Should I buy Aston Martin (LSE:AML) shares? This is a question I’ve asked myself a few times over the years.
Fortunately, the answer has always been no after digging into the investment case. I say ‘fortunately’ because the share price has literally fallen off a cliff since the James Bond carmaker went public in 2018.
We’re looking at a plunge of 98.5%!
The more recent performance hasn’t been any better, with the FTSE 250 stock down around 40% since the start of 2025. This means a £5,000 investment made back then is now worth just £3,000.
But with the share price trading near an all-time low, is it time I finally invested?
I love the brand
When I look at Aston Martin, I see a handful of things I like. The most obvious one is that it makes truly beautiful cars that get noticed.
I saw this recently when a green DB12 Volante motored past, turning almost every head as it went by. Not many cars do that, and I imagine the reaction would be even more pronounced in summer with the roof down.
Meanwhile, the iconic brand will forever be associated with James Bond, making it unique.

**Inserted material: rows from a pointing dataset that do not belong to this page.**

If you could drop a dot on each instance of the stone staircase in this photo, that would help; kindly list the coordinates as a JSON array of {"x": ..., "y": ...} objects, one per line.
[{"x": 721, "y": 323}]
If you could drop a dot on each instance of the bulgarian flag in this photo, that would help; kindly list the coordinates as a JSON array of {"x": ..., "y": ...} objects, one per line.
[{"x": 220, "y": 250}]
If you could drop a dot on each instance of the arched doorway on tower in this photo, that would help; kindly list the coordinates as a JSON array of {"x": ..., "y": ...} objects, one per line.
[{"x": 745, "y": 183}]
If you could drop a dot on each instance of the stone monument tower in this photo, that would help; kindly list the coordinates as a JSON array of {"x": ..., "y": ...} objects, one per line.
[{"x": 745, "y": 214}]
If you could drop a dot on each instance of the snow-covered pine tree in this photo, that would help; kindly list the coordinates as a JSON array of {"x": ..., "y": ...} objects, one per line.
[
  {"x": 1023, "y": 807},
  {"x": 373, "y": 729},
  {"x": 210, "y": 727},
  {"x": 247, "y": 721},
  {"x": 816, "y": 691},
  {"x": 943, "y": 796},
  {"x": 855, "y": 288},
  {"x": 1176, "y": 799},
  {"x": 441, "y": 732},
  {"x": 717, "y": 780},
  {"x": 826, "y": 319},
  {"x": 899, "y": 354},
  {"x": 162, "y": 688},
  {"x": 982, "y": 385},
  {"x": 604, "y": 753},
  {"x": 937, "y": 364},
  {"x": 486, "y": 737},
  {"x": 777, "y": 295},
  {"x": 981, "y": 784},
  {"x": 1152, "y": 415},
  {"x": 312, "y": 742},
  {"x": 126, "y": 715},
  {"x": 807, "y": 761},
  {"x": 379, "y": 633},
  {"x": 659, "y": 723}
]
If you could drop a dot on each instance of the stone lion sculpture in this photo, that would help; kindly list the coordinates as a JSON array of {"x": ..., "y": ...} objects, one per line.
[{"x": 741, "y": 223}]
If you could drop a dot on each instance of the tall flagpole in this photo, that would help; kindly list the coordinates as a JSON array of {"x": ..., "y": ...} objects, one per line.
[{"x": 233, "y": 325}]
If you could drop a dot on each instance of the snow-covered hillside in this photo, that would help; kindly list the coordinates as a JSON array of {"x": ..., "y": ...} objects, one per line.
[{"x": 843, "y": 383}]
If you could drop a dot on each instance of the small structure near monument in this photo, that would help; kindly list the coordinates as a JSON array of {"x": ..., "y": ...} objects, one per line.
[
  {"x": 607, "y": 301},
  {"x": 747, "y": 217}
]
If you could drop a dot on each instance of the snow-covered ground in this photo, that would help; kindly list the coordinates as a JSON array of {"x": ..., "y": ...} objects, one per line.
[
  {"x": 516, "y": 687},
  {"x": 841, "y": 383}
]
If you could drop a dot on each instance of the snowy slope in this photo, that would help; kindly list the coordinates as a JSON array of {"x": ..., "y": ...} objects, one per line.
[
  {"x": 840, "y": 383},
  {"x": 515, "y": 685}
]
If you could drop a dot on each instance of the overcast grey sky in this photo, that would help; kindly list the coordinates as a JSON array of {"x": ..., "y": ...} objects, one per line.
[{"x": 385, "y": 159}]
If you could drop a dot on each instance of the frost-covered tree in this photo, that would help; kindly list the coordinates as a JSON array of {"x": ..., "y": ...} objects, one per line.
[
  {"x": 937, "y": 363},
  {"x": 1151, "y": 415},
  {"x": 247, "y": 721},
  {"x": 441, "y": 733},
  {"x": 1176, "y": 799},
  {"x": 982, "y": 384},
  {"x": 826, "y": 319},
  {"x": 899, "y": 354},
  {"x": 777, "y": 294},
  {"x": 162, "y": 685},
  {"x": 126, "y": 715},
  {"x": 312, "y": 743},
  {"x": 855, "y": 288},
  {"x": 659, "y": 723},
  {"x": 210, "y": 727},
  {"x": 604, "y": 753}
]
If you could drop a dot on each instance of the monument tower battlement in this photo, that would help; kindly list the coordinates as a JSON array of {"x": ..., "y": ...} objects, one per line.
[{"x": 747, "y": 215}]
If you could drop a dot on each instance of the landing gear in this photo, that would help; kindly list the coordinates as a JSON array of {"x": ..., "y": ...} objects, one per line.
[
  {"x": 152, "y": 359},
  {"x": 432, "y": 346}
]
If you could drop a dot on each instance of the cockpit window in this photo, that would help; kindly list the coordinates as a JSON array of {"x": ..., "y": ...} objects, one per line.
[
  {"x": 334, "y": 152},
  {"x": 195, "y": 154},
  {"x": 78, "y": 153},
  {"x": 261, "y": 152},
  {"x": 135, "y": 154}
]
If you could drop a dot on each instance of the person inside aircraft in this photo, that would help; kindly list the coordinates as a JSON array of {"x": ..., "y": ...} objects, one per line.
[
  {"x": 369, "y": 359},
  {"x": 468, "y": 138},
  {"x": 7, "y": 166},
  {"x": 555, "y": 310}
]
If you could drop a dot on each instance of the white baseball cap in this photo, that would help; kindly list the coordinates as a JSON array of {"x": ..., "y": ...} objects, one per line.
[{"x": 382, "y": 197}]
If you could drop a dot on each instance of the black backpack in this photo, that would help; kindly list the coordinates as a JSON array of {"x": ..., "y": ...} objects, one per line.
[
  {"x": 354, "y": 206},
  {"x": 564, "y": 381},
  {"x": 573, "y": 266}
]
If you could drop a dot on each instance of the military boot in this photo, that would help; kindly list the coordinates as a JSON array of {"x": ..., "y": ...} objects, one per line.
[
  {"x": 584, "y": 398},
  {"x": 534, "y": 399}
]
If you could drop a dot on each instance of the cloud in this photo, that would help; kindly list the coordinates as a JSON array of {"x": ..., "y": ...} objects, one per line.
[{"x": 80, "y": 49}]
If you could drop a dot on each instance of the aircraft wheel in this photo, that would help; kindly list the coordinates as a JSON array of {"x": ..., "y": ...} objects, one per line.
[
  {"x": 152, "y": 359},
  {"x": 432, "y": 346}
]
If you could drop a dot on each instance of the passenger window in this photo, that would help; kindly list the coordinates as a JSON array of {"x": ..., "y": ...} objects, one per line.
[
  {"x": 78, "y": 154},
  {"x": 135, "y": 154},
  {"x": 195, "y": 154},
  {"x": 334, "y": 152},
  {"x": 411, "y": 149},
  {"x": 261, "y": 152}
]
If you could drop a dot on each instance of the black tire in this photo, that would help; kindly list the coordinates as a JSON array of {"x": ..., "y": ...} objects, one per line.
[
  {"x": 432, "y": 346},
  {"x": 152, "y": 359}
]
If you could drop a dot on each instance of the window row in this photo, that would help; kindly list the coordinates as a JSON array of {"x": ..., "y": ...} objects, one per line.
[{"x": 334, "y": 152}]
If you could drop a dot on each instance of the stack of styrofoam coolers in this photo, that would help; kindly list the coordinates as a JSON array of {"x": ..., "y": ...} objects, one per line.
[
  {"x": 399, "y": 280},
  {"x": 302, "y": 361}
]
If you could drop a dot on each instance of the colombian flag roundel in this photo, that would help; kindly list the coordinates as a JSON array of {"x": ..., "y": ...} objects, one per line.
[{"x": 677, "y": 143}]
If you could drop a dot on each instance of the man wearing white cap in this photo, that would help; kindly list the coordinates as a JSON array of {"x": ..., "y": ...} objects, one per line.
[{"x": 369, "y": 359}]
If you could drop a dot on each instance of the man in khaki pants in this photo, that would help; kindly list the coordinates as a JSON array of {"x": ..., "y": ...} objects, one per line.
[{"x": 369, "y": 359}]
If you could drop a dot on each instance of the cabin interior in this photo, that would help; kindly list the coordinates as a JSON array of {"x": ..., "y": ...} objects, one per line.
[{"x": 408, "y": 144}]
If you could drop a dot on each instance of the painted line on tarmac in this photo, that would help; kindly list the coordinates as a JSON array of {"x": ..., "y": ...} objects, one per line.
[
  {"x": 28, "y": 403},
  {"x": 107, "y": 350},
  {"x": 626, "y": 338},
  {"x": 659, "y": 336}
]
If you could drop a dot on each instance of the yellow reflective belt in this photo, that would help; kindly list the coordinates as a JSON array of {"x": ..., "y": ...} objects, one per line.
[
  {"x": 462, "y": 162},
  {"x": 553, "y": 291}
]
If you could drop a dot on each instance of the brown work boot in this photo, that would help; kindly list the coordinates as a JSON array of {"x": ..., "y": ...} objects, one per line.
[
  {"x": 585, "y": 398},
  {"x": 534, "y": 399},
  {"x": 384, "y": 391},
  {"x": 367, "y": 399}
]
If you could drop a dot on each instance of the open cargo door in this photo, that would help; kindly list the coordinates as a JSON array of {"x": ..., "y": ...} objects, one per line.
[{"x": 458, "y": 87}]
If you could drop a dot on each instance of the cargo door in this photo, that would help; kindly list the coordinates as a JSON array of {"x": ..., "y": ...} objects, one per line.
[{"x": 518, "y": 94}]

As a big 007 fan myself, I’d think nothing of buying a couple of Astons if my numbers came up on the EuroMillions jackpot this week.
A higher-performance DB12 S was unveiled late last year, hot on the heels of the Vantage S and DBX S. The company has also started deliveries of its Valhalla hypercar, whose cost reportedly exceeds £1m after personalisation.
These new models and limited-edition supercars have the potential to increase the firm’s profitability moving forward, assuming they sell.
What about the stock?
If most of that sounded a bit like a gushing Top Gear piece, it’s because the cars are far more impressive than Aston Martin the company right now.
In 2025, it was battered by gale-force headwinds. These included US tariffs, weak demand in China, where it has been hit with a change in luxury taxation, and a global slowdown in the luxury car market. It has suffered production delays and repeatedly issued profit warnings.
Due to these setbacks, loss-making Aston Martin scrapped its goal of becoming free cash flow positive in the second half of 2025. And while it’s optimising the cost base, it still expects to report a full-year underlying operating loss of at least £110m.
Meanwhile, the balance sheet worries me here. Net debt increased 14% in Q3 to £1.38bn, and the financing costs are very high. For context, the firm’s market cap is only £635m!
Finally, the carmaker has pushed back plans for its first EVs, which has raised serious doubts about its long-term electrification strategy.
My move
The best companies are the ones that consistently set a target and overdeliver. For Aston Martin, it has been the opposite, with a track record of overpromising and under-delivering.
However, management says 2026 will be the year it expects “profitability and cash flow to materially improve”. This will be driven by approximately 500 Valhalla deliveries.
Personally, I need to see convincing evidence that the firm has turned a corner before I would consider investing. I see far better opportunities for my ISA elsewhere in the FTSE 250 today.